Tashkent, Uzbekistan – Uzbekistan’s government has launched a new campaign of intolerance against a number of religious groups, including Evangelical Christians, Presbyterians, Methodists and Jehovah’s Witnesses. The Forum 18 news agency has criticised the negative coverage of such groups in documentaries and the frequent police operations against their meetings as well as the arrests and expulsions of their members.
On Saturday 17 May state television broadcast in prime time a report describing such groups as a “global problem, along with religious dogmatism, fundamentalism, terrorism, and drug addiction,” actively involved in deceiving young people and minors.
The documentary featured Uzbek religious and political experts, state officials as well as representatives of the other religions, all of whom took a critical view of missionaries.

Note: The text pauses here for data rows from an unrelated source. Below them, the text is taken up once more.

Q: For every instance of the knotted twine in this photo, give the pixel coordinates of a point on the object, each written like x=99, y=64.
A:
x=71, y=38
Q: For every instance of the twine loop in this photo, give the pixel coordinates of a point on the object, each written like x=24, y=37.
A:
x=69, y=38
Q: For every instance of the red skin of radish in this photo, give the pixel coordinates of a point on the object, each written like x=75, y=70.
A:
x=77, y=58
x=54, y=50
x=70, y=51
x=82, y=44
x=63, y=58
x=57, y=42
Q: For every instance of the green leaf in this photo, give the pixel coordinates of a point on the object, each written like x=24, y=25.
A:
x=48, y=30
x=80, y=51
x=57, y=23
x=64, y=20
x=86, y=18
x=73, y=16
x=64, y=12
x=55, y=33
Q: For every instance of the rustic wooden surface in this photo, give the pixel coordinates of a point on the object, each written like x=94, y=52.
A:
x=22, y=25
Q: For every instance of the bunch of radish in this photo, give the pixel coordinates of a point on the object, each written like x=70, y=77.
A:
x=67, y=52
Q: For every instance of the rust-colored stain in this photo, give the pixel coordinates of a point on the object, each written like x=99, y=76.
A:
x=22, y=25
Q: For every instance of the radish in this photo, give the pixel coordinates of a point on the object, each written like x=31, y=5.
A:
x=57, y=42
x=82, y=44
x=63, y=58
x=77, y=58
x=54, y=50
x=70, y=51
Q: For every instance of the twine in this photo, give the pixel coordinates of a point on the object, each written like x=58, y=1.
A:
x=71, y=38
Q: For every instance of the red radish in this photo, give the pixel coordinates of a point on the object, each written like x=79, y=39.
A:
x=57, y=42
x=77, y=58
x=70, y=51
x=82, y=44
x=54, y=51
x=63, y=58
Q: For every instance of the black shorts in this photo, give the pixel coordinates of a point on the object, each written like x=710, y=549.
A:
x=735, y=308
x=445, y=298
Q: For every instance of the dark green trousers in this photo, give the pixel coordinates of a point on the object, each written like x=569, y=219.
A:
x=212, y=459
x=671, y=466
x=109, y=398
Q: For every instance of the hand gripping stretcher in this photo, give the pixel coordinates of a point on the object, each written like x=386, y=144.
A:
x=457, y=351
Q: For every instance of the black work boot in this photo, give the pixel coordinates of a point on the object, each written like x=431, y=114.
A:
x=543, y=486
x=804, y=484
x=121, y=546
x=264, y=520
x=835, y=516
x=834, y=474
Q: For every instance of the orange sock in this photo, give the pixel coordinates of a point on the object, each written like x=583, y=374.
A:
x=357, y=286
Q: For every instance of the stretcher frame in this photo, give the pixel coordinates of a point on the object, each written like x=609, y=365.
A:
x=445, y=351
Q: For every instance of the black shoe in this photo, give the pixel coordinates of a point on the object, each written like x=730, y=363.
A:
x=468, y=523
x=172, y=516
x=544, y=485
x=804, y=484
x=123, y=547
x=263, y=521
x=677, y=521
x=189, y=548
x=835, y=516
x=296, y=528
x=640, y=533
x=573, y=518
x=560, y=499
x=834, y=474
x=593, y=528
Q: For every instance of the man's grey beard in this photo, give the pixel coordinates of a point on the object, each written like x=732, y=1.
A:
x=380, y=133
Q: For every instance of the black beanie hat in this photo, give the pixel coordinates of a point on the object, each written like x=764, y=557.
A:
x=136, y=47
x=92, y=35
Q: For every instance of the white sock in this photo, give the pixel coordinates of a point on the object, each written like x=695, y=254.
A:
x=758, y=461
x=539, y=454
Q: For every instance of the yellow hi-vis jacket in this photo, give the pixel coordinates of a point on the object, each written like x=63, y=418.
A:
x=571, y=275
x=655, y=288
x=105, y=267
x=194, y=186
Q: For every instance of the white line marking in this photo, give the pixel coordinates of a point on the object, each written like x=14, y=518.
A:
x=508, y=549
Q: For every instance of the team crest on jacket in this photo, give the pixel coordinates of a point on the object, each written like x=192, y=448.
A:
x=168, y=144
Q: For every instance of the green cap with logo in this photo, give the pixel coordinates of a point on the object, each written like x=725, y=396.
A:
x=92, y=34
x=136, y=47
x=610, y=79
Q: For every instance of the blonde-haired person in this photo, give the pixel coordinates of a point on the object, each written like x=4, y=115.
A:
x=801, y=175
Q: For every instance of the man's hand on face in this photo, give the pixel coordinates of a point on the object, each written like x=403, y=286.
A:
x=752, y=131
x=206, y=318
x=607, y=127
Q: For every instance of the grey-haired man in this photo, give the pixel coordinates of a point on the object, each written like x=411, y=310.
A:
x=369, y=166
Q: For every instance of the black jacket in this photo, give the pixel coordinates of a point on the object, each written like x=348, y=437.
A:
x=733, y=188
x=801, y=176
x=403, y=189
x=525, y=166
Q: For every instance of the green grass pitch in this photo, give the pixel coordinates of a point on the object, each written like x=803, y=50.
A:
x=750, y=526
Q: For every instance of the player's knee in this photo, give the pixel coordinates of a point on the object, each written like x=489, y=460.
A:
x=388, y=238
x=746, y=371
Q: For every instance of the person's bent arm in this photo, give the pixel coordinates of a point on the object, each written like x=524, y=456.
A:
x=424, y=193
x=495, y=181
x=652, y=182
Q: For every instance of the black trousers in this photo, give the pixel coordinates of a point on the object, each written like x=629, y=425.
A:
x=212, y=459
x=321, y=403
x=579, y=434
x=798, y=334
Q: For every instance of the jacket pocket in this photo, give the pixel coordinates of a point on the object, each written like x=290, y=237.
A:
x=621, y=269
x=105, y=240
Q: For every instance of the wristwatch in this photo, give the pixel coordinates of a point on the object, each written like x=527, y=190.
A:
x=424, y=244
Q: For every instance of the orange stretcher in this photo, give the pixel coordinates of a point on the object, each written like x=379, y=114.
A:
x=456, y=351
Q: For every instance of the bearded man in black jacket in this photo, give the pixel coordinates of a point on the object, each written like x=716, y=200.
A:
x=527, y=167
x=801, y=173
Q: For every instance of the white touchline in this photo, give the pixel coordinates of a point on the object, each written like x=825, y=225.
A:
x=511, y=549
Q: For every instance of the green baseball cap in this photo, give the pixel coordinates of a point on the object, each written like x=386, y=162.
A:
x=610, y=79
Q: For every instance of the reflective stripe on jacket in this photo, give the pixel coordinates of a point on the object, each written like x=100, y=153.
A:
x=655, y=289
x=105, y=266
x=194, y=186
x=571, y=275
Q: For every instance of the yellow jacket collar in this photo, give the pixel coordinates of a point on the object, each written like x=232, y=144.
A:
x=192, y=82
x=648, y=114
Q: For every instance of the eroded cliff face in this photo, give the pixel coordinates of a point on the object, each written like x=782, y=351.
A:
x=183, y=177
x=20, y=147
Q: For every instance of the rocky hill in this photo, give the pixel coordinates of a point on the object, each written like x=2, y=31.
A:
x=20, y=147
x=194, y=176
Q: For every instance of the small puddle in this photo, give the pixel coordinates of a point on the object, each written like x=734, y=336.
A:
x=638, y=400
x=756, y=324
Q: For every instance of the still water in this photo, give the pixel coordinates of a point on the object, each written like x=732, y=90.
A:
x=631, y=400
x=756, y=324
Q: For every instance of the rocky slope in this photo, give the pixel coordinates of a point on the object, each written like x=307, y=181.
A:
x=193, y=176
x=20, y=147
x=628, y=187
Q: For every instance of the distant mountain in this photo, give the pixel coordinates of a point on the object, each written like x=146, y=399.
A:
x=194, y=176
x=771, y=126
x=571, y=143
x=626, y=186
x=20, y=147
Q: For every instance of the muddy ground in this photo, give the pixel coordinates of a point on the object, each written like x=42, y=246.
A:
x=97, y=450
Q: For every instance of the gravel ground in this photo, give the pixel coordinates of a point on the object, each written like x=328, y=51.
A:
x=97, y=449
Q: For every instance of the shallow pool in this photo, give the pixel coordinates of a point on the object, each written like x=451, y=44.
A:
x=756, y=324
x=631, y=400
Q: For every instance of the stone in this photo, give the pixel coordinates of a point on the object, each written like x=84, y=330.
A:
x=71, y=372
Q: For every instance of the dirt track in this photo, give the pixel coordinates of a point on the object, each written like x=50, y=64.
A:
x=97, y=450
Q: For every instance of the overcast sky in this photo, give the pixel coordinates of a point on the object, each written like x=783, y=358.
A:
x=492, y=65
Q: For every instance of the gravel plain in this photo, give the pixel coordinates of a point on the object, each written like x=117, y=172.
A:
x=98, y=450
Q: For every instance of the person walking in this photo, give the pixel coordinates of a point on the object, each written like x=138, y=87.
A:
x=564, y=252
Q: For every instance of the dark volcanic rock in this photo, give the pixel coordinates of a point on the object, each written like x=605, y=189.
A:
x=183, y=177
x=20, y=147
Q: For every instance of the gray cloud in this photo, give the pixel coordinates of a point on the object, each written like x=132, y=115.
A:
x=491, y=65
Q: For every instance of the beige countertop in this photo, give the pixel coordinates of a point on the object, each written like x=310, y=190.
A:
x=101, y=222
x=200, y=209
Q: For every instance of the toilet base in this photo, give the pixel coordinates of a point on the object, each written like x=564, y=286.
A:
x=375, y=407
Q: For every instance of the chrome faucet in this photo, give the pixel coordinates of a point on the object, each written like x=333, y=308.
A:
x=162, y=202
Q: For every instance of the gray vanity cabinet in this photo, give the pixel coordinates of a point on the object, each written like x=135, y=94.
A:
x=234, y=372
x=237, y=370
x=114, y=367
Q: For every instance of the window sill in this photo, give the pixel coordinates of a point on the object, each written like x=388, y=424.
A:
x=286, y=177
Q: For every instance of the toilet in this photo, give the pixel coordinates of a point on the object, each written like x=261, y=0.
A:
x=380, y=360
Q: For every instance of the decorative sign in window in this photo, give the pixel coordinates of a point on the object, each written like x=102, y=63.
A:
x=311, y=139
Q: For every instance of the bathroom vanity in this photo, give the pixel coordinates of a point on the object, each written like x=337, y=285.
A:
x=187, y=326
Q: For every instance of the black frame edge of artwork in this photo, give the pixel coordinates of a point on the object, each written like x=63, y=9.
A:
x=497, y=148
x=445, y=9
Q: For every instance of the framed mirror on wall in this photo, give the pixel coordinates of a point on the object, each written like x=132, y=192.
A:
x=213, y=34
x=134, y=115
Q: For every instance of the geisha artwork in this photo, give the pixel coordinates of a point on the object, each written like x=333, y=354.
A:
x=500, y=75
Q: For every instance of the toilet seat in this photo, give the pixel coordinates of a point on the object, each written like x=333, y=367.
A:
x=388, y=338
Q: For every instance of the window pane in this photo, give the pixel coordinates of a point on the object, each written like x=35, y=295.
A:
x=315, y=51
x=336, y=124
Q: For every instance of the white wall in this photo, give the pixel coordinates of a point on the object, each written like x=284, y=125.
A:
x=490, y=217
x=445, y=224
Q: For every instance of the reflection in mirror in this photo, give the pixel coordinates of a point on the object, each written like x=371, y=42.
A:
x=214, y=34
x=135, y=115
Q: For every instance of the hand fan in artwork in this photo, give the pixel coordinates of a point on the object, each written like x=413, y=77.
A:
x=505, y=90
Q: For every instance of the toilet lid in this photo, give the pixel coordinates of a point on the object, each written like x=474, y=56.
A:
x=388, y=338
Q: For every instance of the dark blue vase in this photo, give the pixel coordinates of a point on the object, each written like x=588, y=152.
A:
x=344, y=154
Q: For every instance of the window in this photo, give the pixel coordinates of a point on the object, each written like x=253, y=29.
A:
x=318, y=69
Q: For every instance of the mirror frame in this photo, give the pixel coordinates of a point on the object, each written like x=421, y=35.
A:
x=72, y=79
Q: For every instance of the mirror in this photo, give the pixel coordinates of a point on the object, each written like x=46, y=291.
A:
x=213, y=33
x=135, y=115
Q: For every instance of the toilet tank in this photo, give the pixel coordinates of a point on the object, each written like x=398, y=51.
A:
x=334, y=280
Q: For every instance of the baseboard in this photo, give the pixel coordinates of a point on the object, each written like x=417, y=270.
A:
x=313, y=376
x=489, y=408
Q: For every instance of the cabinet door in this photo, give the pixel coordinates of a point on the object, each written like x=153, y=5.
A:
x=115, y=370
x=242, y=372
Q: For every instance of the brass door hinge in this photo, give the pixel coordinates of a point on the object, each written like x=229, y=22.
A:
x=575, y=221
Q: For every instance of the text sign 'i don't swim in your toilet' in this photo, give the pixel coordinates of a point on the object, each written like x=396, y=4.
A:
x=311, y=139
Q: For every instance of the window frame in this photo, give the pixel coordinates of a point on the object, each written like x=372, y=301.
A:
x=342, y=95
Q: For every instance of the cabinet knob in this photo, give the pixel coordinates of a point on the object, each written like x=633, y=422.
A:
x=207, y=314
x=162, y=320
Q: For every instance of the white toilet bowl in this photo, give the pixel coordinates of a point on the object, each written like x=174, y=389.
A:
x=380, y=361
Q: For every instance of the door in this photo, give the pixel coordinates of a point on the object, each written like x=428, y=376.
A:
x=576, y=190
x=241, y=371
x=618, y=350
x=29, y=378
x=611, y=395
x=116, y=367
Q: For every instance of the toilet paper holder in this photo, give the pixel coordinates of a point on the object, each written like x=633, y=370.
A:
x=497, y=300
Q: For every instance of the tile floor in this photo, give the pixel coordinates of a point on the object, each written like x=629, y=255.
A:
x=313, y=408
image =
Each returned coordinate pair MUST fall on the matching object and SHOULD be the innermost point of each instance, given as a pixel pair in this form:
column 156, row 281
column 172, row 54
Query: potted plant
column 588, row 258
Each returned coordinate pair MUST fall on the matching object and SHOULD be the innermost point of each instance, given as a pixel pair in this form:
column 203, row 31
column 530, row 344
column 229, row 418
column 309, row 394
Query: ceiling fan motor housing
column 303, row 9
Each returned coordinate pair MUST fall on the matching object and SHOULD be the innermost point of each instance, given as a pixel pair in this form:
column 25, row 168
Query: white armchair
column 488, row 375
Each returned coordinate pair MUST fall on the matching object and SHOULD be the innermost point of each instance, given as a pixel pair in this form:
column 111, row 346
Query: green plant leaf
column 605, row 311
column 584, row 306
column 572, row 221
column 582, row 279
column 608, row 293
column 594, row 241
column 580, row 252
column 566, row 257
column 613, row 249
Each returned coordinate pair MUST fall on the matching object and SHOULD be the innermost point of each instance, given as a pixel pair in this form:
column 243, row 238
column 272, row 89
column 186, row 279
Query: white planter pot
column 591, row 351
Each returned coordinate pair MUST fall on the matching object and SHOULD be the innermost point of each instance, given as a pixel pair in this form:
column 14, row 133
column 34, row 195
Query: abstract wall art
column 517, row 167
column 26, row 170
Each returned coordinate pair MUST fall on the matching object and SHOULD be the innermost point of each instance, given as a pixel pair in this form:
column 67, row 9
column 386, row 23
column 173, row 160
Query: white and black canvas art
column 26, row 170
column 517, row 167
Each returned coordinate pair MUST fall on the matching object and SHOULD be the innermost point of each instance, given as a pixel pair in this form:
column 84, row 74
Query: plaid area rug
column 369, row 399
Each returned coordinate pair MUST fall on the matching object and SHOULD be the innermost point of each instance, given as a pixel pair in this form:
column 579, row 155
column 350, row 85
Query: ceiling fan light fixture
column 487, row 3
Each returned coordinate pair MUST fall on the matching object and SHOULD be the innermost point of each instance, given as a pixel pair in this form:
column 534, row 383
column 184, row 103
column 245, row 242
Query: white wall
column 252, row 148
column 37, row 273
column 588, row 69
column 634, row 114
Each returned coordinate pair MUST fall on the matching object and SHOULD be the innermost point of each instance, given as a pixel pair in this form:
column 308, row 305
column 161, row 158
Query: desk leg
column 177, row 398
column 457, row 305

However, for analysts reports like this incite citizens to keep an eye on the activities of such groups.
Jasur Najmiddinov, a theologian from Uzbekistan's Islamic University, was among the many religious experts interviewed. Najmiddinov accused Christian missionary activities, especially by Protestant groups, of becoming a “political tool” and a “part of geopolitical games” carried out by foreign powers.
“We all know representatives of the Protestant movement played a significant role in the Orange Revolution in Ukraine,” he said, adding that “missionaries' activities here can lead to disruptions in our society. If a member of an Uzbek family [. . .] changes faith, the family ought not to tolerate it.”
The documentary went even further, claiming that Uzbek Christian converts, after the betrayal of their Islamic faith, could easily betray their country.
For Forum 18 violence accompanies this campaign, especially physical violence. A young female Jehovah's Witness was detained and physically assaulted by a police officer after a raid on a private home in the city of Samarkand in March. In another police raid in Samarkand on 3 April, security forces detained a Christian convert, Bobur Aslamov, who remains missing. Several Protestant church members were beaten during the raid and police seized Christian literature as well as a laptop computer.
Government control of religion is even greater for Muslims, who are the majority of the population.
“People are being fired from their jobs or expelled from universities for merely growing a beard or wearing head scarves. Some people are even sent to prison. People are afraid of following the most basic Islamic requirements,” said Imam Obidkhon Qori Nazarov. Indeed the government controls all religious activities; even imams are appointed by authorities. “It's like Soviet times,” Nazarov noted when “they all operated under the tightest government control.”